In 1981, Paerata junction to the Waiuku Branch was re-designed and resignalled, with a new connection towards Pukekohe.

===Construction===
The line from Ōtāhuhu reached Paerata in 1873. and opened to Mercer on 20 May 1875. A building was erected in 1874 for £30. By 1884, when Paerata first appeared in timetables, there was a shelter shed and a passing loop for 22 wagons. By 1896, there was also a passenger platform with a cart approach and a 28 wagon loop. Sheep yards and a loading bank followed and, from 1906, a Post Office was run by station staff, which moved to Messent's store in 1923.

===Junction station===
In preparation for the Waiuku Branch, the loop was extended in 1913 to 70 wagons, two cottages and a goods shed were built in 1914 and the station became an island platform in 1917.

The gradient on the Karaka bank, between Runciman and Paerata, was eased from 1 in 40 to 1 in 100 between 1914 and 1916. The work included large cuttings and embankments. A cutting about 1 mi north of Paerata suffered from 5 slips in the next decade. One of the slips in 1916 was temporarily bypassed by relaying track on the old alignment. A new passing loop was also added at Karaka, 4.74 km north of Paerata.

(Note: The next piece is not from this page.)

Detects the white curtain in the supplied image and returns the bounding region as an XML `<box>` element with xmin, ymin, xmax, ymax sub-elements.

Paerata became a junction station from 10 December 1917, when the first section of the Waiuku Branch opened as far as Patumahoe. The initial service on the branch in 1922 was only a train each way on Tuesdays and Fridays.

===Upgrades===
Automatic signalling replaced token blocks in 1926.

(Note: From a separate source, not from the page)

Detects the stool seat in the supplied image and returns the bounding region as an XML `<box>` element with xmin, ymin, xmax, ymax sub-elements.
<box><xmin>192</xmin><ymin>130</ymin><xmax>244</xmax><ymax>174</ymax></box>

From 1923 until at least 1943, the dairy factory had a private siding.

In 1928, 35 wagons were derailed between Pukekohe and Paerata.

Duplication of line between Papakura and Paerata was completed by 3 December 1939 and to Pukekohe in 1941.

===Closure===
On 24 July 1972, Paerata closed to all traffic, except in wagon lots. The stockyards were removed and the goods shed moved to Ōtāhuhu Rail Weld Depot in 1973. The station closed to all traffic on 17 July 1977.

In 1978, the goods shed loop was sold to Glenbrook Vintage Railway. By 1982, the station building had been demolished.